In the European Economic Area (the "EEA"), this announcement is addressed only to and directed only at, persons in member states who are "qualified investors" within the meaning of Article 2(e) of Regulation (EU) 2017/1129 ("Qualified Investors").

This announcement must not be acted on or relied on (i) in the United Kingdom, by persons who are not Relevant Persons, and (ii) in any member state of the EEA, by persons who are not Qualified Investors. Any investment or investment activity to which this announcement relates is available only to (i) in the United Kingdom, relevant persons, and (ii) in any member state of the EEA, Qualified Investors, and will be engaged in only with such persons.

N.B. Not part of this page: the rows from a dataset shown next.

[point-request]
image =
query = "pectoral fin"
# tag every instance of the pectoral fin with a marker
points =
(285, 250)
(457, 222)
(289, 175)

This announcement may include statements that are, or may be deemed to be, "forward-looking statements". These forward-looking statements may be identified by the use of forward-looking terminology, including the terms "believes", "estimates", "plans", "projects", "anticipates", "expects", "intends", "may", "will" or "should" or, in each case, their negative or other variations or comparable terminology, or by discussions of strategy, plans, objectives, goals, future events or intentions.

Forward-looking statements may and often do differ materially from actual results. Any forward-looking statements reflect Princes Group's current view with respect to future events and are subject to risks relating to future events and other risks, uncertainties and assumptions relating to Princes Group's business, results of operations, financial position, liquidity, prospects, growth and strategies. Forwardlooking statements speak only as of the date they are made.

In light of these risks, uncertainties and assumptions, the events in the forward-looking statements may not occur or the Company's or the Princes Group's actual results, performance or achievements might be materially different from the expected results, performance or achievements expressed or implied by such forward-looking statements. The Company, each member of the Princes Group, and all of such persons' affiliates or their respective directors, officers, employees, agents or advisers expressly disclaim any obligation or undertaking to update, review or revise any such forward-looking statement or any other information contained in this announcement, whether as a result of new information, future developments or otherwise, except to the extent required by applicable law.

Nothing contained herein constitutes or should be construed as (i) investment, tax, accounting or legal advice; (ii) a representation that any investment or strategy is suitable or appropriate to your individual circumstances; or (iii) a personal recommendation to you.

For the avoidance of doubt, the contents of the Company's and the Princes Group's website, including the websites of the Company's and the Princes Group's business units, or any website directly or indirectly linked to the Company's and the Princes Group's websites, are not incorporated by reference into, and do not form part of, this announcement.